How Does Technology Impact Politics?

The effects vacillate between troubling and inspiring but are always worth our attention

Technology has always played a role in politics — think of the impact that televised debates between John F. Kennedy and Richard Nixon had on that presidential race — but digital technology really rose in prominence during Barack Obama’s first campaign for U.S. president. Energised by young, tech-savvy staffers and volunteers, his campaign used digital technology in ways never before seen. The slew of digital tactics included releasing YouTube videos of the candidate, creating a Facebook page, sending text messages to 1 million subscribers, and deploying targeted emails to voters in key states.

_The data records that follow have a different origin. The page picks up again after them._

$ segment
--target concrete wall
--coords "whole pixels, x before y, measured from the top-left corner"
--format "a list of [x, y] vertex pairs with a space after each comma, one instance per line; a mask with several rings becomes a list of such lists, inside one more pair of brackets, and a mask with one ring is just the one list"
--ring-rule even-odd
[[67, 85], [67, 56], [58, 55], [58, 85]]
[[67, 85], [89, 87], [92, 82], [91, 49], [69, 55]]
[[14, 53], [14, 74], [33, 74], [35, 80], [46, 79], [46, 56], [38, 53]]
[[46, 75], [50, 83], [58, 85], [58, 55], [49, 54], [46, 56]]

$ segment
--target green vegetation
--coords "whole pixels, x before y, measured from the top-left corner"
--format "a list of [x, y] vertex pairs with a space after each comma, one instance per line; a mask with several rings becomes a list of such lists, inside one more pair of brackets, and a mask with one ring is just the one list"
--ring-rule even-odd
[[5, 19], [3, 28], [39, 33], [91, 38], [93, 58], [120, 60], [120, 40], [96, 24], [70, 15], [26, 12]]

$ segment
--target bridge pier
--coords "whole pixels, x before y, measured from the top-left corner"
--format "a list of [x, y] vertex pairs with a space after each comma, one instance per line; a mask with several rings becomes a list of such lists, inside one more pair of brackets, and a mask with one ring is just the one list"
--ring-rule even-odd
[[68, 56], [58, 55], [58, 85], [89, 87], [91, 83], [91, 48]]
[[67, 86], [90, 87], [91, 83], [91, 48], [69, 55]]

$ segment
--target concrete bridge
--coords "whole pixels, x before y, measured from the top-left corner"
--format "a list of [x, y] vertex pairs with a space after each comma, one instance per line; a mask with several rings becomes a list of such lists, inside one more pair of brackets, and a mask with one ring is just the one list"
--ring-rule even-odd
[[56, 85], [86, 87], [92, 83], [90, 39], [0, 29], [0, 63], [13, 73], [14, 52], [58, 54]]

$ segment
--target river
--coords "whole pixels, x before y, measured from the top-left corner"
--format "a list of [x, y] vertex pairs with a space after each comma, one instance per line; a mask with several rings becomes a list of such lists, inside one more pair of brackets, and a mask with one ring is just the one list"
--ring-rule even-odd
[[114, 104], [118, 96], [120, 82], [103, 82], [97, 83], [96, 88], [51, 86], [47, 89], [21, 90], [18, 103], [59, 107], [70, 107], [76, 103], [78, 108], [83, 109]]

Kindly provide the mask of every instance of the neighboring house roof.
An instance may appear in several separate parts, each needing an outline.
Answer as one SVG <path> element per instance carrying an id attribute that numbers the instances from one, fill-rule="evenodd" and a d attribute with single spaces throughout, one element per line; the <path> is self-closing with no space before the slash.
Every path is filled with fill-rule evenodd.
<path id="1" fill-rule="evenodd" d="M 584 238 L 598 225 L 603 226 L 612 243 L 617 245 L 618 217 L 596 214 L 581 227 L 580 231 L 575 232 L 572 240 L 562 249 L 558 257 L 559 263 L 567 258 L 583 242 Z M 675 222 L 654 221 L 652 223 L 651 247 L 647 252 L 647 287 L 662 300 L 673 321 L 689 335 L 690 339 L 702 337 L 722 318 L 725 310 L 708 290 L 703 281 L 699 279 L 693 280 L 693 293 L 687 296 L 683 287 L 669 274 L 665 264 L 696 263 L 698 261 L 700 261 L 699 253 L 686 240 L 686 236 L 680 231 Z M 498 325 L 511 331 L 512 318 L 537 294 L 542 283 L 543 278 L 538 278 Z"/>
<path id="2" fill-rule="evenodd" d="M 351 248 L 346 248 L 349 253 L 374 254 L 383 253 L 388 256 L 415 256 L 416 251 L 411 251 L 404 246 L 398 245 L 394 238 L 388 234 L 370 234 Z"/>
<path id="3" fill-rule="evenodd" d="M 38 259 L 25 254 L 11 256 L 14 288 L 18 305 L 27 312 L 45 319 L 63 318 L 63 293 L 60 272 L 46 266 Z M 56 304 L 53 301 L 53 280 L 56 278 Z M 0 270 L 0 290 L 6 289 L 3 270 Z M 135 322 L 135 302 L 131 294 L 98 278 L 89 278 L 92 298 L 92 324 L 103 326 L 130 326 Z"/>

Today, such tactics seem ho-hum, but at the time, they were revolutionary. While Obama was busy sending emails — 1 billion by the campaign’s end — the American public learned that his opponent John McCain never used email. And, by the fall of 2008, the little-known senator from Illinois had 2.5 million Facebook friends, nearly four times more than McCain, and 115,000+ Twitter followers to McCain’s approximately 5,000.

Then, there was Obama’s fundraising. Conducted almost entirely online, fundraising efforts focused on securing small donations, which amounted to almost $750 million by the campaign’s victorious end. It was a record-breaking amount, surpassing all fundraising totals for presidential candidates at that point.

Obama and his campaign team understood what no other candidate did at the time: Digital tools were and are really, really, really powerful — and cost-effective to boot. Posting videos on YouTube was free, and viewers watched Obama’s videos for a total of 14.5 million hours. Had the campaign purchased that same number of hours during primetime TV, it would’ve cost $47 million.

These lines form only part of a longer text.